There is no doubt that, lurking behind these reforms is the possibility that, without the responsibility for the management of all three water services, many smaller local authorities will have little reason to exist, raising the spectre of enforced amalgamation. Some district councillors and mayors in several regions have already raised concerns about the loss of local identity and being swallowed up by their larger neighbours. 

Is that simply selfish parochialism without considering the potential benefits of amalgamation? Local body politicians seem about evenly divided on the question and there is much to be said for both points of view. We heard similar predictions of community disintegration when the major reformation of local government was launched in the 1980s. Hundreds of borough councils and county councils in low population areas were amalgamated into larger district and regional councils in a quest for efficiency. Some of those little towns are now wards of bigger local bodies and many are ghosts of their former selves but was that inevitable with or without amalgamation?

The public conversation is not helped by raising fears of the privatisation, or at least a more commercial component, to the provision of potable water supplies currently provided by local authorities and paid for out of rates, as some local body politicians have in recent weeks.

The provision of three waters services in large towns and cities is relatively straight forward compared to rural communities where a number of complicating factors have to be considered. In many rural communities there is no centralised sewage reticulation system as they rely on traditional septic tanks for each household and storm water is generally not an issue as there are no large catchment areas like city roads, footpaths and roofs. 

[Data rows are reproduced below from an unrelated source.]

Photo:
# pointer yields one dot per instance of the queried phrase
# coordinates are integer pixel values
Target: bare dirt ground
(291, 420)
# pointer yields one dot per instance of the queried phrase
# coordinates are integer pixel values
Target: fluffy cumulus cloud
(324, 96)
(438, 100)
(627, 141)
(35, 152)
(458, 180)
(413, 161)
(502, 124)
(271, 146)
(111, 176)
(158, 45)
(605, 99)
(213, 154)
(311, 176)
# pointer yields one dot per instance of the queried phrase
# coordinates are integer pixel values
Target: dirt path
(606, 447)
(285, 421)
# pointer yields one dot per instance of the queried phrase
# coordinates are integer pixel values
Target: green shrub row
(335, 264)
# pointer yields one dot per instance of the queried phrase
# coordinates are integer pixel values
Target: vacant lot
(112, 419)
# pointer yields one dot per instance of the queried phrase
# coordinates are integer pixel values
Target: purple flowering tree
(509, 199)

That leaves the fate of hundreds of rural water supply schemes, usually from wells, which are owned by small local communities but managed by district councils. Many of these schemes were initially established as rural stock water systems from which a small percentage is taken as potable water.  

For those who rely on a reticulated public potable water supply, it does not really matter which entity manages the system so long as the water is safe and reliable. In the final analysis ratepayers and taxpayers are all the same people and it is they who will ultimately pay for whatever system is established. The future of their district councils is a very different matter.